L’Associazione Visit USA Vi invita a scoprire le bellezze degli Stati Uniti e ad approfondire la Vostra conoscenza di questa destinazione incredibile ed amata da ogni tipologia di viaggiatore. L’Associazione Visit USA promuove e sviluppa il turismo dall’Italia verso gli Stati Uniti d’America.
Fanno parte dell’Associazione:
airlines, catene alberghiere, compagnie di navigazione, GSA, Tour Operator, Enti del Turismo, Società di rappresentanze e PR.
www.visitusaita.org

TEMPO LIBERO

Musei, intrattenimenti teatrali, musicali, di danza, ai tavoli da gioco, sport, parchi a tema per i divertimenti e shopping; gli Stati Uniti offrono quanto di meglio si possa trovare in ogni stato.

MUSEI

Al di là dell’importanza e ricchezza delle collezioni di distinti musei famosi – Metropolitan Museum of Art, MoMA, Guggenheim Museum di New York - oppure le collezioni dello Smithsonian Institution a Washington, gli Art Museum - i musei d’arte – abbondano in tutte le principali città degli States. La visita ad un museo in America rappresenta sempre un’esperienza capace di meravigliare per l’approccio interattivo: le mostre ed esposizioni sono alla portata di tutti, famiglie con bambini ed amanti d’arte o storia.

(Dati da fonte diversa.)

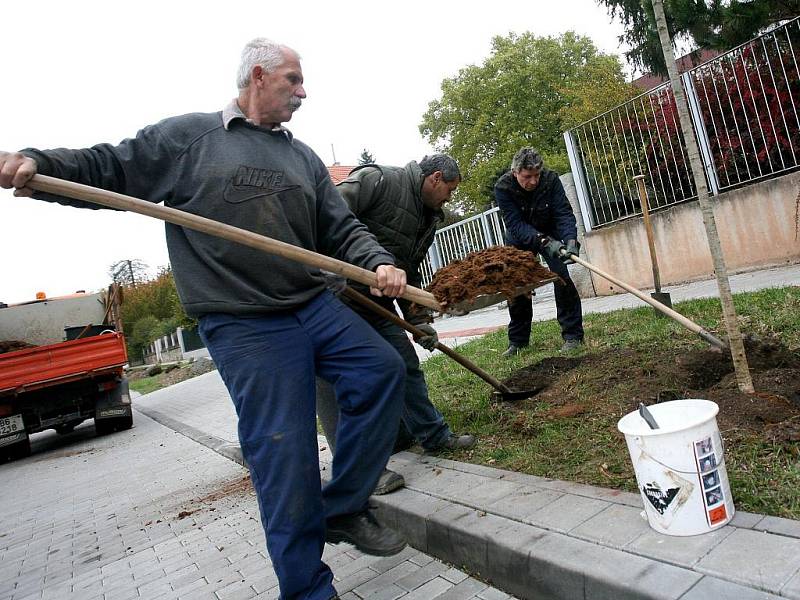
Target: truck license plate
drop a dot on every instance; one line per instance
(13, 424)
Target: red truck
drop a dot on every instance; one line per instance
(68, 368)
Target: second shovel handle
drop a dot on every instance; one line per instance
(53, 185)
(416, 332)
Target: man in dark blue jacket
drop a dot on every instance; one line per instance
(539, 218)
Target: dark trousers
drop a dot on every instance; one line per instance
(568, 309)
(268, 364)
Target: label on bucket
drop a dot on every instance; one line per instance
(708, 459)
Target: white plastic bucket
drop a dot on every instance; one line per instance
(680, 467)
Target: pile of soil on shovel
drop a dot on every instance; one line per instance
(622, 380)
(499, 269)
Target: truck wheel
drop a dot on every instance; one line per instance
(66, 428)
(16, 451)
(123, 423)
(106, 426)
(103, 426)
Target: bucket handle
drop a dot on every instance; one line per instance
(655, 460)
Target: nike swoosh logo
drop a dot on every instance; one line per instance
(236, 194)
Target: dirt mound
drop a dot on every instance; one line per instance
(774, 410)
(499, 269)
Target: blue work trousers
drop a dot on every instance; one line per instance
(568, 309)
(268, 364)
(420, 417)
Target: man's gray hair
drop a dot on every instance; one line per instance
(526, 158)
(263, 52)
(440, 162)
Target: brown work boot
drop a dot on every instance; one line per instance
(363, 531)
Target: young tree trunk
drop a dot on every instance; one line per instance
(729, 312)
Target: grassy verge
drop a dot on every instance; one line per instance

Peculiarità degli Stati Uniti è che qui esistono poi musei storici con interpreti in costume, che facilitano la comprensione diretta e dal vivo di epoche storiche americane, che spesso in Italia non sono contemplate nei testi scolastici. Sono per lo più situati in stati ove si è svolta la maggior parte della storia americana moderna, dal colonialismo alla rivoluzione per l’indipendenza: Massachusetts, Pennsylvania, e gli stati meridionali della costa est. Un altro fenomeno tipico sono i cosiddetti re enactment, vale a dire messa in scena di episodi storici pietre miliari della Storia statunitense; solo per citarne alcuni: la battaglia di Gettysburg in Pennsylvania, la battaglia di Little Big Horn in Montana oppure il Boston Tea Party in Massachusetts.

TEATRO

Il teatro negli Stati Uniti evoca un nome icona: Broadway! Famosi i musical: dal Fantasma dell’Opera alle più belle favole della Disney (Re Leone, Mary Poppins, La Sirenetta, la Bella e la Bestia), fino ad arrivare a performance più attuali quali Mamma Mia. Il musical risolve talvolta la barriera linguistica, consentendoci di assistere ad uno spettacolo di musica, danza e scenografia senza per forza capire la lingua inglese. Ma non solo New York é in grado di presentare cartelloni ricchi d’appuntamenti spettacolari che in America diventano famosi per approdare poi sulle scene europee. Anche a Las Vegas si tengono sempre spettacoli, esibizioni e concerti di fama internazionale.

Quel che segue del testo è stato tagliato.